In actual Poké-fact, this is a very rare typing, seen only in Diancie and Carbink. Neither of which are professional wrestlers.
5 When You've Got Vincent Kompany Living On The Back Of Your Head
Whoa, whoa, whoa. Time out for a minute here. I’m not sure I can condone this sort of thing.
In my family, male pattern baldness is rife. At family events, we look like a birds-eye view of an egg box when we’re sitting together. As such, I’m a little touchy about the whole thing, and the old classic make fun of the bald guy jokes don’t sit all that well with me.
Even so, I’m not going to try and deny that this is hilarious. And totally unsettling. Ever since the big Voldemort reveal near the end of Harry Potter and the Sorcerer’s Stone, I’ve been a little creeped out by this sort of thing. Still, it’s only a Belgian professional soccer player, and not the Dark Lord.
4 Learn To Love Yourself Like The Rock Loves This Rock
You know how it is. These days, we hear all kinds of societal crapola about the importance of relationships.
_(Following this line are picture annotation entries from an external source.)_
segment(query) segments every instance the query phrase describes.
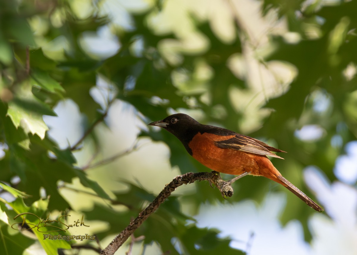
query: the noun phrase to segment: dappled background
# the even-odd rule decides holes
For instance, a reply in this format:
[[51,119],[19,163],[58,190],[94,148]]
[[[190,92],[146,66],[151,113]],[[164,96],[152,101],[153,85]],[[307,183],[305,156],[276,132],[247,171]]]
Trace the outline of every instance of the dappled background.
[[[273,164],[325,211],[262,177],[235,183],[228,200],[197,182],[118,254],[357,253],[356,10],[353,0],[1,1],[0,253],[97,254],[175,176],[210,171],[146,126],[177,112],[287,151]],[[97,241],[10,227],[28,211],[83,215],[90,227],[67,231]]]

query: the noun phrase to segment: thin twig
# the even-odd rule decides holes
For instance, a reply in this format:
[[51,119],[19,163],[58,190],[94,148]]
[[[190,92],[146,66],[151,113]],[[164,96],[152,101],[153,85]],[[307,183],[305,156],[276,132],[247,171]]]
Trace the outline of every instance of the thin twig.
[[90,164],[90,162],[87,164],[86,165],[82,167],[82,170],[86,170],[89,169],[90,168],[94,168],[95,167],[98,166],[105,165],[105,164],[107,164],[109,163],[110,163],[110,162],[114,161],[116,159],[122,157],[123,156],[129,154],[132,151],[137,150],[139,148],[139,147],[137,146],[137,143],[138,141],[136,141],[134,143],[134,145],[130,148],[127,149],[124,151],[122,151],[118,154],[116,154],[115,155],[110,158],[103,159],[102,160],[100,160],[100,161],[93,163],[91,165]]
[[131,255],[131,252],[132,251],[133,247],[134,246],[134,244],[136,242],[139,242],[139,241],[141,241],[145,238],[145,236],[144,235],[141,235],[140,236],[138,236],[137,237],[135,237],[135,236],[134,235],[134,234],[132,234],[131,235],[131,240],[130,241],[130,244],[129,245],[129,249],[128,251],[125,252],[125,254],[126,255]]
[[110,107],[110,106],[111,104],[114,101],[114,99],[115,98],[115,96],[113,97],[113,100],[111,100],[108,103],[108,105],[107,105],[107,107],[106,108],[105,111],[102,114],[100,117],[95,121],[92,124],[92,125],[89,127],[89,128],[87,130],[84,134],[83,135],[82,137],[78,140],[78,141],[76,142],[74,145],[72,146],[70,148],[70,150],[71,151],[75,150],[78,149],[78,147],[79,146],[82,141],[85,139],[93,131],[93,129],[96,126],[99,124],[102,121],[104,120],[104,119],[107,115],[108,115],[108,112],[109,111],[109,108]]
[[84,245],[73,245],[71,246],[71,248],[74,249],[87,249],[88,250],[92,250],[96,251],[99,253],[100,252],[101,249],[99,247],[94,247],[89,244]]
[[29,46],[26,46],[26,74],[30,74],[30,49]]
[[154,212],[170,196],[172,191],[182,184],[192,183],[196,180],[207,180],[210,183],[214,183],[218,188],[222,196],[231,196],[233,189],[229,181],[225,181],[216,171],[198,173],[188,172],[179,175],[166,185],[154,200],[146,208],[139,214],[139,216],[118,235],[101,252],[101,254],[112,255],[123,244],[146,220],[151,214]]

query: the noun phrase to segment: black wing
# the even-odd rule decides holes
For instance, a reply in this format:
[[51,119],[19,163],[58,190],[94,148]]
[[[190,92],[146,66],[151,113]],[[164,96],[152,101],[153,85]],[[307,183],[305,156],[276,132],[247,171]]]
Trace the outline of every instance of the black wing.
[[282,159],[283,159],[282,158],[270,151],[285,152],[281,150],[271,147],[257,139],[236,133],[235,137],[227,140],[215,142],[215,144],[220,148],[233,149],[258,155],[270,156]]

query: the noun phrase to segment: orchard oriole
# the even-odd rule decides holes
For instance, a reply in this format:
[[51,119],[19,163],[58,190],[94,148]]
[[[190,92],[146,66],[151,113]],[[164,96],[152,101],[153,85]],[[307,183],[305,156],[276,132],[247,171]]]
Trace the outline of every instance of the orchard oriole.
[[285,152],[259,140],[221,128],[200,124],[186,114],[171,115],[149,125],[161,127],[181,141],[187,152],[204,165],[220,172],[240,176],[263,176],[283,185],[316,211],[323,209],[285,178],[267,156]]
There’s a real taboo around being a singleton these days, as though there’s something wrong with you if you aren’t happily paired up and married by a certain age. This idea sucks for a whole range of varied and exciting reasons, in my eyes.
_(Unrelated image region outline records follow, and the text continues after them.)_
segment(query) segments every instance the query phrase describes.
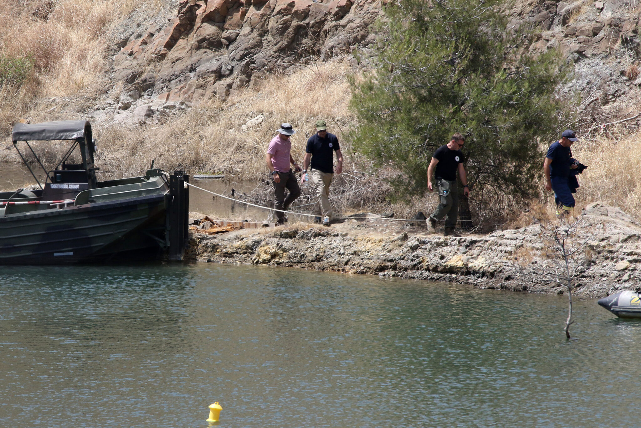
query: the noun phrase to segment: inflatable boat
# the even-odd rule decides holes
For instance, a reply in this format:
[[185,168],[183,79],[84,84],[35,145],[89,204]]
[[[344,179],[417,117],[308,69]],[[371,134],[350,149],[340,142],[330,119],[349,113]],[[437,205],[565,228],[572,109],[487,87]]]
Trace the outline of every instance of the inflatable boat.
[[597,303],[620,318],[641,318],[641,294],[637,291],[624,290]]

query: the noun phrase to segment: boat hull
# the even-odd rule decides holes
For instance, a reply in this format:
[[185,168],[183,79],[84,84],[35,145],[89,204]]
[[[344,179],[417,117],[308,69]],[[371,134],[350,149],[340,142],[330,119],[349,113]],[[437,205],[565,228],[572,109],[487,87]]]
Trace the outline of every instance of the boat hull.
[[166,248],[165,194],[0,218],[0,264],[157,259]]
[[620,318],[641,318],[641,295],[637,291],[624,290],[597,303]]

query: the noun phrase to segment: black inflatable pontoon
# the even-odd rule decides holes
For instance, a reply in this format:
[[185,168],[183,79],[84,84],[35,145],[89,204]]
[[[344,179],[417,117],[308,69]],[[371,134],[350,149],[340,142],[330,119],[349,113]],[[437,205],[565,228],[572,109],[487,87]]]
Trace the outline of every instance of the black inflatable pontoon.
[[597,303],[620,318],[641,318],[641,295],[637,291],[624,290]]

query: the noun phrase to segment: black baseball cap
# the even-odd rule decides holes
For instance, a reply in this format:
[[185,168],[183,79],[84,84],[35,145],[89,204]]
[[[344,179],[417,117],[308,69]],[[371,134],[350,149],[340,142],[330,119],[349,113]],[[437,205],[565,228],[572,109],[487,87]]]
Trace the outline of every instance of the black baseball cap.
[[563,133],[561,134],[561,136],[565,137],[570,141],[576,141],[577,140],[579,139],[576,137],[576,135],[574,135],[574,132],[572,131],[571,129],[567,129],[565,131],[563,131]]

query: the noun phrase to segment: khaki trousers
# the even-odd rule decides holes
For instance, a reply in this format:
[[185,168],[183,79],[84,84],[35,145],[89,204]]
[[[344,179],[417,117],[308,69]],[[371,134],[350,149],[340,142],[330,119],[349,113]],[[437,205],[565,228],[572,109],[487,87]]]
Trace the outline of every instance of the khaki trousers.
[[437,180],[440,203],[437,207],[430,217],[435,220],[440,220],[445,217],[445,228],[456,227],[458,218],[458,187],[456,182],[451,182],[442,178]]
[[323,173],[318,169],[310,172],[310,179],[316,187],[318,200],[314,205],[314,214],[322,217],[331,217],[331,204],[329,203],[329,186],[333,174]]

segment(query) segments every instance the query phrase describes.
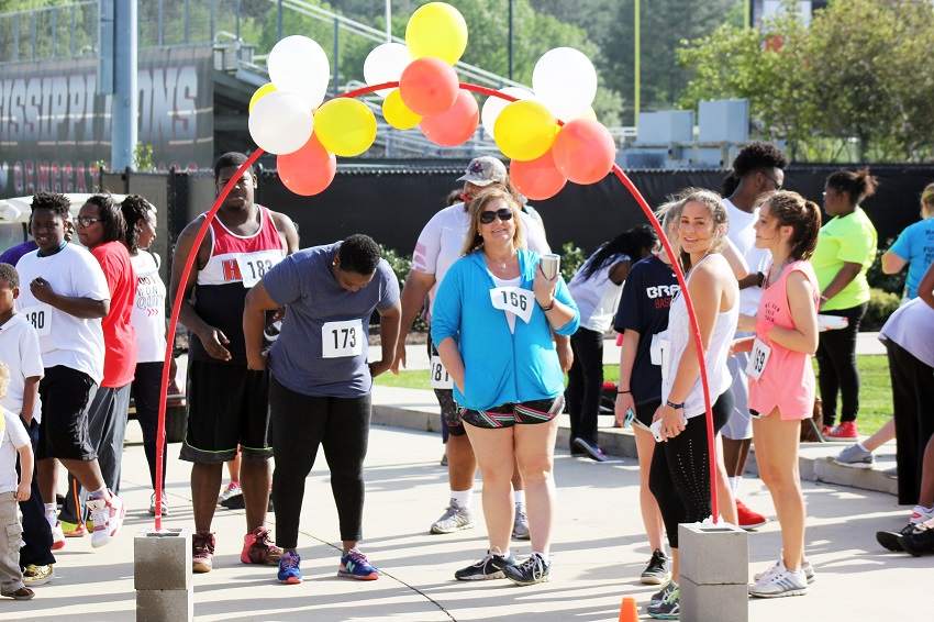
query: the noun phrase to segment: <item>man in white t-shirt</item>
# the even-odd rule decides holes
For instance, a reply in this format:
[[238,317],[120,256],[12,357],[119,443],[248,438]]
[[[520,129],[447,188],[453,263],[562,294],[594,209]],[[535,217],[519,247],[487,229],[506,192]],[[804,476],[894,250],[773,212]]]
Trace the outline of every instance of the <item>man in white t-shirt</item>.
[[[462,257],[464,238],[470,224],[467,213],[469,201],[475,195],[493,185],[501,186],[515,195],[516,202],[521,204],[519,193],[512,187],[507,175],[505,165],[491,156],[474,158],[467,166],[466,173],[457,178],[464,181],[464,193],[460,196],[464,202],[455,203],[437,212],[422,230],[412,260],[412,269],[405,278],[405,287],[402,289],[402,335],[399,340],[396,360],[392,370],[398,371],[399,364],[405,366],[405,335],[412,327],[412,322],[419,315],[422,307],[425,308],[424,316],[431,324],[431,308],[435,292],[441,285],[444,275],[447,274],[452,264]],[[525,212],[520,212],[523,230],[523,245],[540,254],[551,253],[545,232]],[[527,233],[526,233],[527,232]],[[429,337],[431,340],[431,337]],[[570,367],[570,340],[561,337],[557,342],[561,367],[567,370]],[[429,351],[433,359],[433,377],[444,376],[441,373],[441,359],[437,351],[429,343]],[[565,367],[567,363],[567,367]],[[435,365],[438,373],[435,374]],[[464,431],[460,416],[454,403],[454,396],[449,382],[447,386],[432,382],[435,397],[441,404],[443,421],[447,423],[447,474],[451,481],[451,502],[445,513],[432,524],[432,533],[453,533],[455,531],[471,529],[474,521],[470,503],[474,491],[474,474],[477,470],[477,460],[474,448]],[[527,538],[529,527],[525,518],[524,490],[522,479],[516,474],[513,476],[513,488],[515,497],[515,525],[513,535]]]
[[[736,246],[740,254],[749,266],[749,275],[740,280],[740,313],[755,315],[761,298],[764,274],[771,264],[771,254],[765,248],[756,248],[756,232],[753,225],[759,216],[760,198],[781,188],[785,181],[785,167],[788,156],[770,143],[753,143],[744,147],[733,160],[733,170],[723,182],[723,202],[730,218],[726,237]],[[736,333],[736,337],[752,333]],[[726,366],[733,376],[733,396],[735,407],[733,414],[723,426],[723,458],[726,475],[736,496],[746,462],[749,458],[749,447],[753,442],[753,420],[746,400],[749,395],[746,364],[748,354],[737,354],[730,357]],[[766,523],[768,519],[758,512],[746,508],[736,496],[736,513],[740,526],[755,529]]]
We’ve all had our dating disasters, and we all know that we can be infinitely happier by ourselves than with the wrong person. As a wise person once said (Oprah or Jerry Springer probably), you’ve got to learn to love yourself before you can love another.
Take a lesson from The Rock, then. Here he is, totally committed to… himself. And that is, I guess you could say, the greatest commitment of all.
3 When You Pull Your Angry Rock Face And They Know The Joke's Over
As I’ve already said, nobody can maintain their super tough images all the time. I don’t care who you are, there are times when you just got to take a break from all of that. This is why Marvel movies have those super tense emotional moments as well (see Captain America: Civil War), to prove that even superheroes can’t be superheroes 24/7. Because they’re also human.
So, yes. I see you there, Dwayne, with your nobody-screws-with-me face firmly on. That’s the image you want to project to the world, as you accrued wrestling titles and action movie parts.
You’ve also proven, again and again, to be a huge softy. That says it all.
While we’re on the subject, you’d better believe that people need to stop putting more plates in the sink while I’m doing the dishes.
2 When You're Aging In Reverse, Because You're The Rock
Now, I don’t know what kind of arcane witchcraft it is, but some people just don’t seem to age. There are all kinds of factors to this, such as diet, exercise and beauty regimes, but Father Time really does seem to be crueler to more than others.
Generally, celebrities have a better time than most. This is because they have the cash to flash for expensive treatments and such. They’re not really defying time, they’re just vainly trying to fight against it.
There are always exceptions, though. Take Will Smith. The man doesn’t seem to have aged a day since The Fresh Prince of Bel-Air ended, and I’m starting to get genuinely concerned about that. Then The Rock came along and went one better: he’s physically getting younger.
1 When The Rock Finally Reveals His Secret Recipe
If there’s one thing we know about TV and film stars, it’s that they have to have a catchphrase. These buzzwords seem to work in the same way that commercials do: they implant themselves in our brains and we can never quite forget.
Terminator 2: Judgment Day is regarded as one of the best action movies of all time, but let’s be honest: it’s all about Arnold Schwarzenegger’s one liners. Those are what really cemented the movie’s place in pop culture forever. Heck, he built a whole career on the phrase "I’ll be back."
Meanwhile, when it comes to The Rock, he could never quite get over what he was cookin’. I don’t know if he suffers from amnesia or something, but he didn’t seem to know, and he was desperate for us to tell him if we could smell it.